Correlation between User_Count and Sales:

Figure X shows an interesting correlation: across all 4 clusters, the number of users leaving reviews had a stronger correlation with the global sales than the actual mean score left by those users. This is consistent with the variable importance table, which shows that the two most important variables were Global_Sales and User_Count. One interpretation of this is that the best-selling games are not necessarily ones that are of high quality (higher score), but ones that catch the attention of users online. It is possible that games that are unique, controversial and generate more discussion are more likely to stand out and market themselves through word-of-mouth, compared to games that work on safe, established formulae.
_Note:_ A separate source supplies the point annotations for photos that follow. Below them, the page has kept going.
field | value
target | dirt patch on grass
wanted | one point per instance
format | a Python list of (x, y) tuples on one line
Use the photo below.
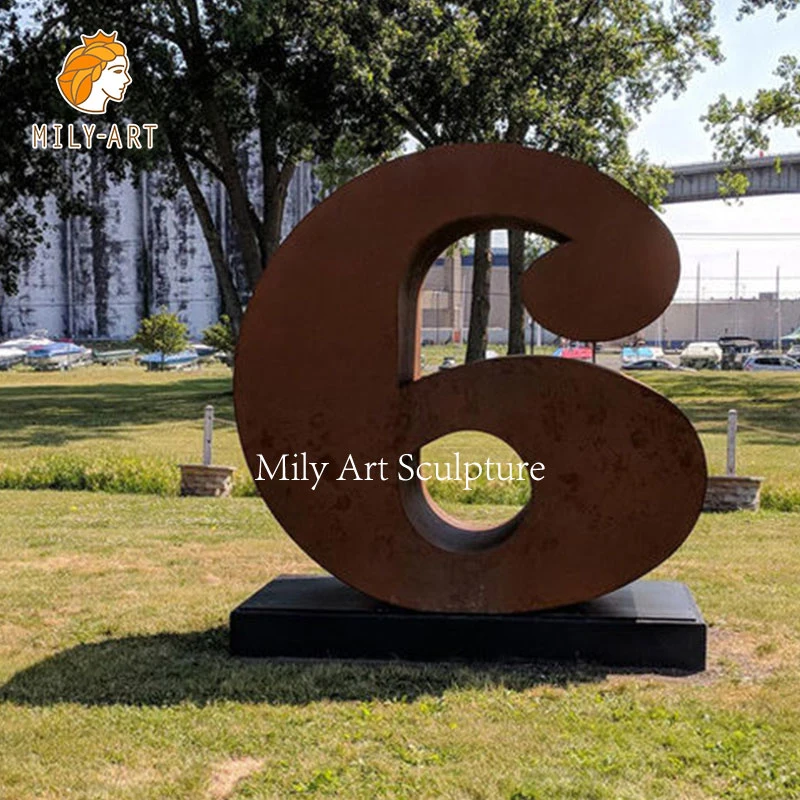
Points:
[(226, 775)]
This is related to Jonah Berger’s Contagious Theory, which highlights the importance of sharing content online as one of the key drivers for how products and ideas catch on.

Japan Sales for games in Cluster 2:

The anomalous behavior of Japan sales in Cluster 2 points to demographic differences in players in Japan vs. other regions. Video games that did well in Japan did well elsewhere as well, however games that were popular in NA and EU were, on average, much less popular in Japan. Japanese developer Keiji Inafune attributed this difference to the fundamental difference in style preferences between Eastern and Western players. He notes that while Japanese players grow up watching anime and manga and prefer more fantasy games, western players are used to realistic movies and TV shows, and prefer the same in their video games. [2] These findings can help publishers and creators understand their users’ preferences. The importance of this finding is that Western publishers should spend greater effort trying to popularize their games in Japan, since it is the third largest video game market in the world. By understanding what works in Japan and replicating those traits in their games, Western developers can help their games become much stronger competition to native Japanese games.

Conclusion

The discussed analysis gave a few answers to the questions we began with. It found actionable insights which can be used by both sides of the aisle, creators and publishers to enhance user experience and increase revenue. To highlight a few of them:

● Newer platforms like XBOX, PS2, PS3, etc. had high sales which can be attributed to the fact that many players already have such platforms and hence it makes sense to make games which are compatible with these platforms.
● The importance of customer centricity in product life cycle. Western video game creators and publishers would do well to understand the fundamental difference between eastern and western players as delineated before, to get a foothold in the lucrative Japanese market.
● The importance of traction and a game’s ability to create a ‘buzz’ as a way to generate publicity and higher global sales.